Label translation is a linguistic Wild West.

Unfortunately, the opportunity for errors is high. Prescribing information — which lists common side effects, precautions to look for, and similar information about a drug — typically gets translated by the pharmaceutical company that makes it. But label translation is a linguistic Wild West.

“The translated labels provided in US pharmacies are generated by third-party companies — information aggregators — like Wolters Kluwer, Medscape, [and] Elsevier,” says Kaarin Gordon, senior vice president of global life sciences at SDL, a global translation provider. But these aggregators don’t manage translation quality in-house. Instead, Gordon says, “[L]abel information…is compiled in English from different sources by these third-party aggregators, then they send this content to be translated.”

The result is a patchwork of words with the same English phrase reading multiple ways in the new language, depending on the pharmacy and the drug. In 2010, researchers from Dartmouth College and New York-based Montefiore Medical Center investigated every pharmacy in The Bronx, looking into the accuracy of labels that had been translated into Spanish.

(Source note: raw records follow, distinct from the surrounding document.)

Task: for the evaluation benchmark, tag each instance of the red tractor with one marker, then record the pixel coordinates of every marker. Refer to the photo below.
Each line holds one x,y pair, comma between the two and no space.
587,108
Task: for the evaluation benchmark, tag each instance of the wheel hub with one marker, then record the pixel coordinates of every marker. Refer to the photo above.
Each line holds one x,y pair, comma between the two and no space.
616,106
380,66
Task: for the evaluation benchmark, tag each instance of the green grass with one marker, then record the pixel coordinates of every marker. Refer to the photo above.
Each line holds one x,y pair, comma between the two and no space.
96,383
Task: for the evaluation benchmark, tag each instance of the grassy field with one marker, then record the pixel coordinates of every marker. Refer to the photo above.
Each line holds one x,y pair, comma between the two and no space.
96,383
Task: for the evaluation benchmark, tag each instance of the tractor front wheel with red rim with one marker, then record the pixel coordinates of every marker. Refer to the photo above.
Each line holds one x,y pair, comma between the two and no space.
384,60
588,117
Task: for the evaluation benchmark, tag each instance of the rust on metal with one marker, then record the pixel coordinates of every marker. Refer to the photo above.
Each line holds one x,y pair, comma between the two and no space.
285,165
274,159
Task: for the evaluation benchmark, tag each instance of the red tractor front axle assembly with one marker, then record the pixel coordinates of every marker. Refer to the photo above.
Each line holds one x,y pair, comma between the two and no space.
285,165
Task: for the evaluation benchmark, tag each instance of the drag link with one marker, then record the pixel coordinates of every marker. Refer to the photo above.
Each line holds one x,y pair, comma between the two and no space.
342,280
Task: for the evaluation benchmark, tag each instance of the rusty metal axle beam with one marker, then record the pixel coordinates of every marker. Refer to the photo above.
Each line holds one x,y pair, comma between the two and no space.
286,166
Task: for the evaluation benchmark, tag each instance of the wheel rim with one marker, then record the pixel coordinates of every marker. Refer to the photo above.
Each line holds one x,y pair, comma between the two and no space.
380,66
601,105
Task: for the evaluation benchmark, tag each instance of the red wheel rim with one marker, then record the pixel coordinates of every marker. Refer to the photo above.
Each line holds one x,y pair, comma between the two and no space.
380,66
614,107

Nearly half of those translations — 43% — were incomplete, mixing English and Spanish interchangeably. In other words, there was no way for patients to tell if “take once” meant “take one” or “take eleven.”

Until the aggregation programs that pharmacies rely on can be trusted for accuracy, the study recommends pharmacists handle the situation just like The Medical Center: With conversation. Yes, prescribing doctors should explain how medication should be taken, but so should pharmacists. “They should [post] access to [a] translator in 10 languages,” says National Community Pharmacists Association spokesperson John Norton.

To speak with patients whose English is limited, pharmacists can use over-the-phone interpreters, a service Walgreens spokesperson Scott Goldberg says his company has offered for 15 years. Competitor Walmart also relies on an interpreting line, partnering with Portland, Oregon-based Certified Languages International (CLI).

Kristin Quinlan is CLI’s CEO and says that, in the average month, Walmart pharmacies request approximately 15,000 interpreters, spending around 80,000 minutes on the phone. Spanish is most requested, she adds, followed by Vietnamese, Arabic, and Mandarin.